I don't know how to describe the joy I felt when I found the entrance to 401 Richmond Building for the first time during my late afternoon walk in the Fashion district in Toronto.
With a very modest, hidden look of the entrance, 401 Richmond Building is definitely heaven for people with creative, artistic spirits. This building of 4 stories at the corner of Spadina and Richmond in the heart of the Fashion District is full of galleries, offices for small startups, studio space, and other creativity-inspiring nooks. Most importantly, it's open to the public. You can just walk in and explore the building and get the inspiration battery charged right away.
At the entrance, you can check the number of artists, designers, social innovators, and non-profit organizations at 401 Richmond
A renovated historical warehouse
According to their detailed history description on their webpage, this 200,000 square foot structure was originally the site of the Macdonald Manufacturing Company, widely known as the first and finest manufacturer of tin lithography in Canada. Opened in 1884, the factory served well for the company even during the stock market crash and following the depression years. Later in 1944, The Continental Can Company of Canada took over the company —a lot of cans were produced with the work of expert craftsmen at 401 Richmond!

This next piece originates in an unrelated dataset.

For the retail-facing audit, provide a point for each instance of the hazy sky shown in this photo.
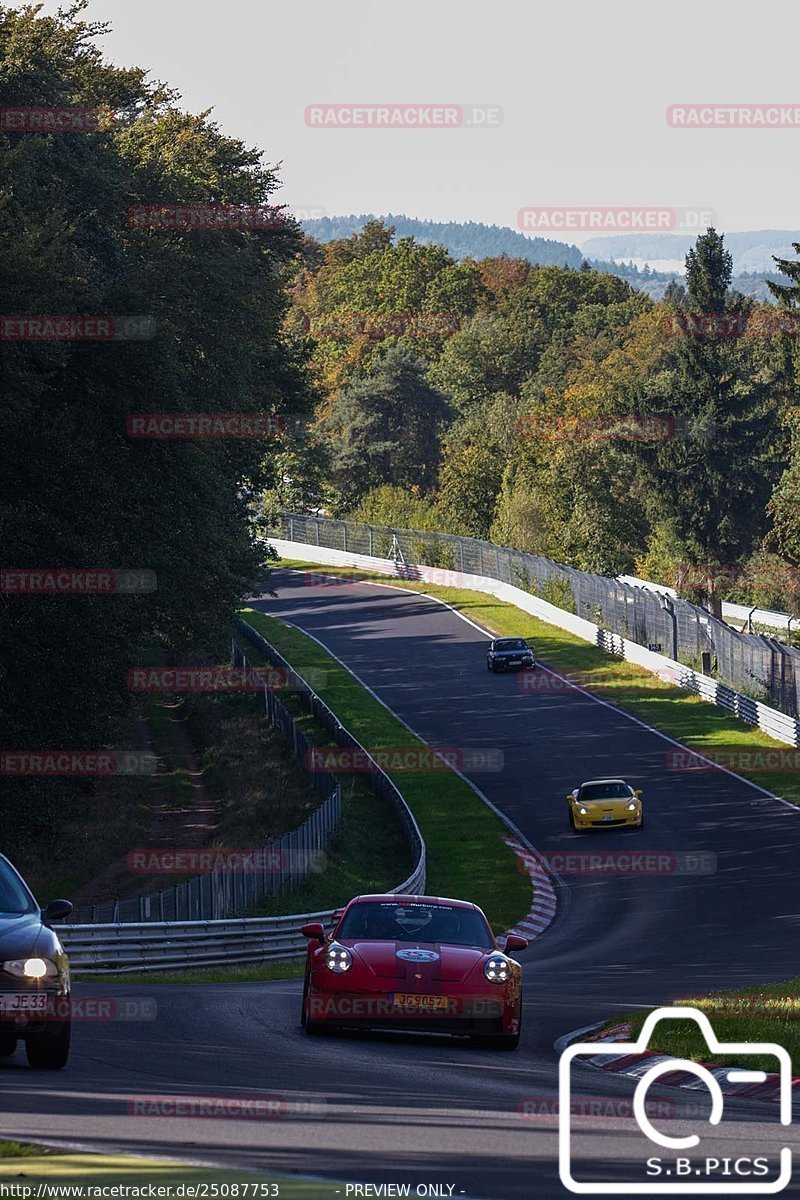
(583, 88)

Each floor has a different character, and you can find art pieces and small exhibitions on the corridors.
Shortly after the takeover though, there was a strike which eventually brought about the closure of the factory in 1967. The manufacturer moved to different locations in the suburbs, and up until 1994, the building was neglected. It was a hard time for the neighborhood itself, when most of the industry moved out to the suburbs and building vacancy increased.

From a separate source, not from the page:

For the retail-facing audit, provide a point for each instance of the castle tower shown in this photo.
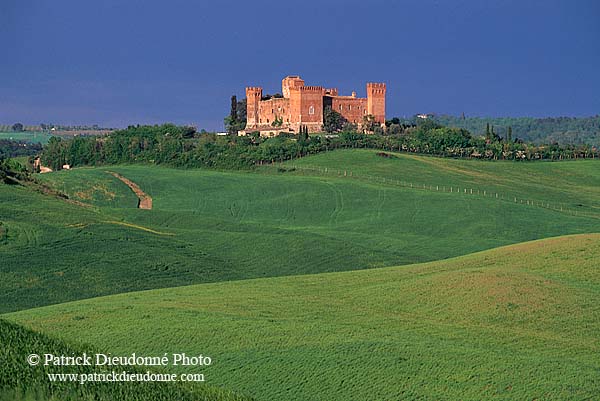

There is a beautiful courtyard in the middle, and rooftop terrace on top. Thier gardens is an oasis.
And of course, the spirits of Jane Jacobs is here.
Then what happened? A gamechanger was Margie Zeidler — who studied architecture at the University of Toronto and was influenced by our hero Jane Jacobs, an extraordinary urban thinker and visionary, during her student years. Thanks to Zeidler and people who shared the vision with her, 401 Richmond was purchased and saved from demolition.
One of the major obstacles for renovating old buildings is zoning. However, by 1996, parts of the prohibitive zoning restrictions were lifted, which permits some new developments and investments to happen in the area. They then gradually moved their way towards the current shape of 401 Richmond, inviting small organizations and companies with a focus on arts, culture, social innovations, and other creative initiatives. The tenants are carefully curated to create vibrant, diverse environment that fosters both business and creativity.
When you walk around 401 Richmond of today, you can feel the spirit of Jane Jacobs everywhere, in every detail. She fought for the need for diversity within a community, and places for people. What would Jane Jacobs do? is still accurate, and even urgent question to ask in our time today.